The Huntington Theatre Company's production of William Inge's "Bus Stop" is undeniably charming, bringing an idyllic winter scene from the Midwest to the Boston stage.
Nicholas Martin, who previously served as artistic director for Huntington, returns to direct the comedy of an eclectic group of travelers who find themselves stranded for the night at a Kansas roadside diner. It takes the entirety of the night for most of them to realize that the majority of them are searching for the same thing: love, in one of its many forms.
Despite the motley crew's eccentricities, the play fosters the idea that the characters all share a common ground of human desires, an argument that it pulls off with comic competence.
The characters' differences are blatantly obvious and inevitably stand in the way of them trying to understand one another.
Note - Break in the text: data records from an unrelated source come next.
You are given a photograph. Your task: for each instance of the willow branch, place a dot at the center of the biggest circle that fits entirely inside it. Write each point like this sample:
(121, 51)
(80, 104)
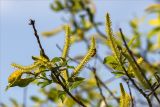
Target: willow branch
(32, 23)
(141, 71)
(99, 87)
(130, 92)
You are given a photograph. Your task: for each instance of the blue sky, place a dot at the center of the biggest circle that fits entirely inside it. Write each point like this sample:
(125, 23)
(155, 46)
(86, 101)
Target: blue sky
(17, 43)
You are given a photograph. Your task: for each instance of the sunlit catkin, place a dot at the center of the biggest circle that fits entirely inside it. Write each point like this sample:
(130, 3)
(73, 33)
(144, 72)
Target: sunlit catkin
(87, 57)
(66, 47)
(125, 99)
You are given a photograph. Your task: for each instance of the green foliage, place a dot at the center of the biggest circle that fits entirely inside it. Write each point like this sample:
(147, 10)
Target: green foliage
(58, 78)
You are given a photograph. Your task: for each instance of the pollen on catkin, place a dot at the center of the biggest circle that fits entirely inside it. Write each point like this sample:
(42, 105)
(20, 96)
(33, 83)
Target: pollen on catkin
(14, 76)
(67, 41)
(87, 57)
(125, 99)
(26, 68)
(66, 47)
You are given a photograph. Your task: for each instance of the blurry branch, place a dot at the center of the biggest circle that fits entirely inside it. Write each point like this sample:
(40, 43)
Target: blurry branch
(130, 92)
(154, 89)
(99, 87)
(25, 97)
(100, 81)
(140, 69)
(32, 22)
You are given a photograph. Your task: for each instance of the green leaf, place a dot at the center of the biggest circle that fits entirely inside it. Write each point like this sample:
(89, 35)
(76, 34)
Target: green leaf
(118, 74)
(36, 99)
(74, 79)
(44, 83)
(24, 82)
(70, 67)
(14, 102)
(112, 62)
(35, 58)
(56, 59)
(61, 95)
(75, 84)
(154, 31)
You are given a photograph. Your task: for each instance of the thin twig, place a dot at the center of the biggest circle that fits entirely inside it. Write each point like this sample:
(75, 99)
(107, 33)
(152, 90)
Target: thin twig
(25, 97)
(154, 89)
(140, 69)
(67, 91)
(32, 23)
(99, 87)
(130, 92)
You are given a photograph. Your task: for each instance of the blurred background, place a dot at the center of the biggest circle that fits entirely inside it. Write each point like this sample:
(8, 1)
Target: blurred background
(17, 43)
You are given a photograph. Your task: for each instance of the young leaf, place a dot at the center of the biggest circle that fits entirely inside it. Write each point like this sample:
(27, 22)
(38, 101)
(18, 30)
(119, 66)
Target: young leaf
(125, 100)
(88, 56)
(111, 38)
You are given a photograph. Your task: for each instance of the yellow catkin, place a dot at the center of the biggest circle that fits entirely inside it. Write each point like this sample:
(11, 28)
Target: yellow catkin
(125, 100)
(15, 76)
(30, 67)
(111, 37)
(66, 47)
(67, 41)
(87, 57)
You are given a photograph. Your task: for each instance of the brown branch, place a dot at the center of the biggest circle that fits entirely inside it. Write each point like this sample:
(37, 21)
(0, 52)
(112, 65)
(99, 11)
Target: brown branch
(67, 91)
(110, 92)
(25, 97)
(32, 23)
(140, 69)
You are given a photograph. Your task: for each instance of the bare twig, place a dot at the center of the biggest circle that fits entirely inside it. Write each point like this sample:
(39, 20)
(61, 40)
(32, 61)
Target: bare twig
(99, 87)
(67, 91)
(32, 23)
(140, 69)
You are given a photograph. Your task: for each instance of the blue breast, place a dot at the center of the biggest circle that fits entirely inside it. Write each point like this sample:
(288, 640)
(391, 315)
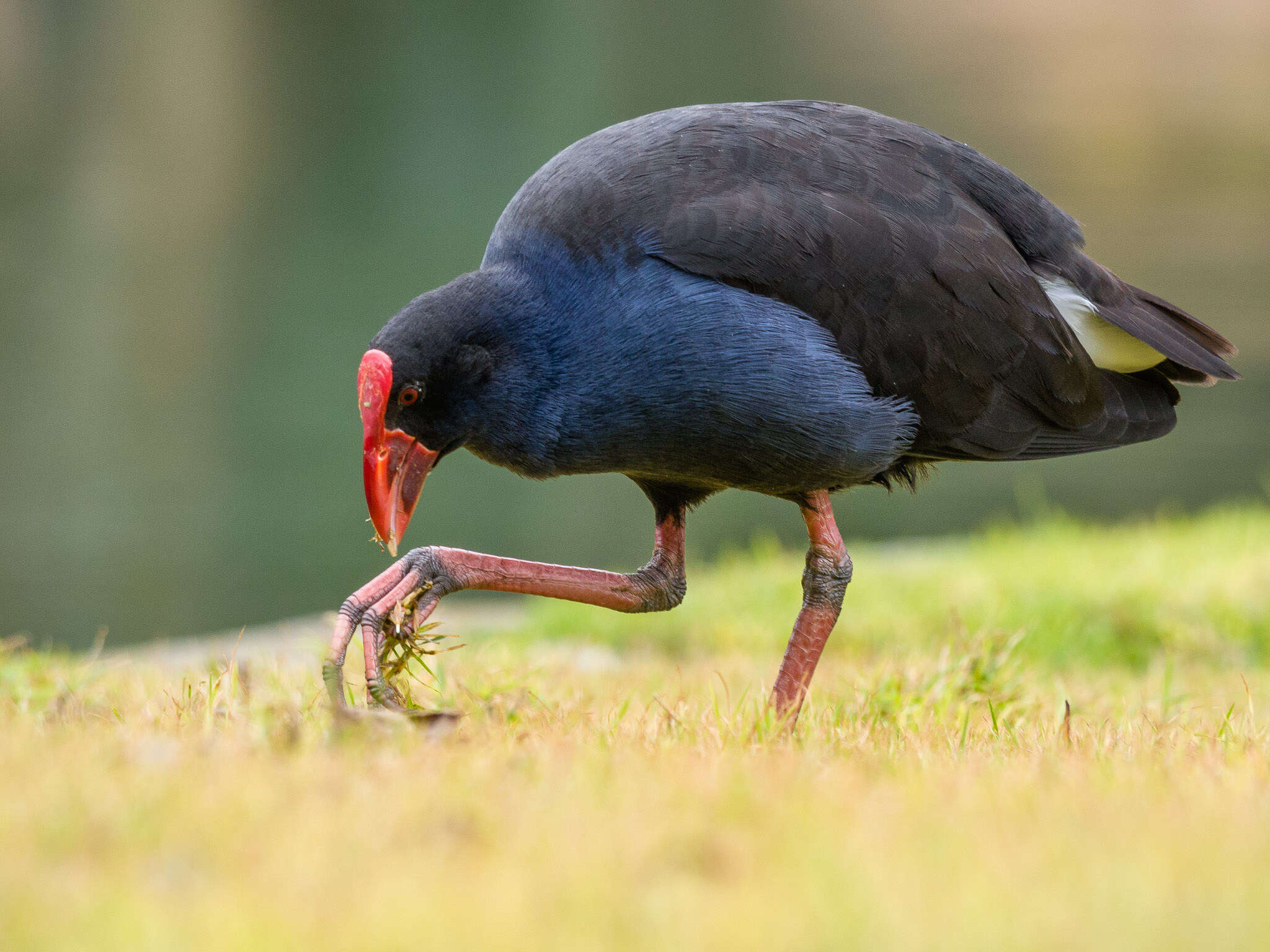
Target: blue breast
(658, 374)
It is a mysterious night that brings a bus carrying a drunk professor with pedophilic impulses, a young and irascible hotshot cowboy with his older and wiser ranch hand, a 19−year−old nightclub singer and the lusty bus driver who gets them to a small diner about 30 miles west of Kansas City.
Grace Hoylard (Karen MacDonald) runs the small restaurant with the help of the teenage Elma Duckworth (Ronete Levenson). MacDonald is excellent in her portrayal, bringing hilarity to moments where it could have easily been lost and guiding Levenson's character around the diner and through the trials of adolescence.
Levenson is not as successful, perhaps falling into the trap of her character's ignorance and naiveté as Elma comes off as static and somewhat annoying. Her childlike qualities are so overemphasized that it's difficult to believe that she is supposed to be a high school student. Instead, Levenson's acting suggests that Elma has the maturity of a sixth− or seventh−grader.
The reduction in the appearance of Elma's age makes it all the more disturbing when the continually intoxicated middle−aged professor, Dr. Gerald Lyman (Henry Stram), reveals a sexual attraction to the young waitress. The inebriated and thrice−divorced intellectual is instantly obvious as a tormented soul, yet his constant self−deprecation and despicable behavior is sometimes endearing. Only a cleverly written script and Stram's masterful interpretation of the professor's witty language could pull off such a stunt.
The most predictable, if not clichéd, romance in the performance is also the most enjoyable. The equilibrium of the Kansas diner is instantly upset with the emergence of the night singer Cherie (Nicole Rodenburg) and the cowboy Bo Decker (Noah Bean), who is blindly set on marrying her. When the bus arrives, Cherie (or "Cherry," as Bo pronounces it) rushes inside the restaurant, hoping to ditch the cowboy Bo, who, she claims, kidnapped her in order to bring her to his ranch in Montana and marry her.
The duo is uniquely ridiculous; their characterizations are emphasized to a vaudevillian degree. Indeed, both characters are performers — Cherie sings at a nightclub and Bo competes in the rodeo — and both must learn to overcome appearances in order to really get to know the other.
Out of the entire ensemble, there are only two mature characters in the show: the sheriff, Will Masters (Adam LeFevre), and Bo's guardian, Virgil Blessing (Stephen Lee Anderson).
They act as advisors for the hotheaded Bo and the frivolous Cherie and are the purveyors of the truths in the play. Ironically, the two of them remain alone throughout the story, as if their knowledge and life experience are their true mates in life.
The production succeeds in capturing the spirit of the Midwest, if not its image.
The stage sports an impressive set that gives an apt view of the diner's inner workings but leaves out the feelings of isolation and emptiness that a snow−covered Kansas suggests. The set forces its audience to focus on the connection made between the characters during the night inside the restaurant, but it ignores the spaces that persist between certain characters in the play.
In the end, there is always one figure out in the cold, idly and solitarily waiting for a bus.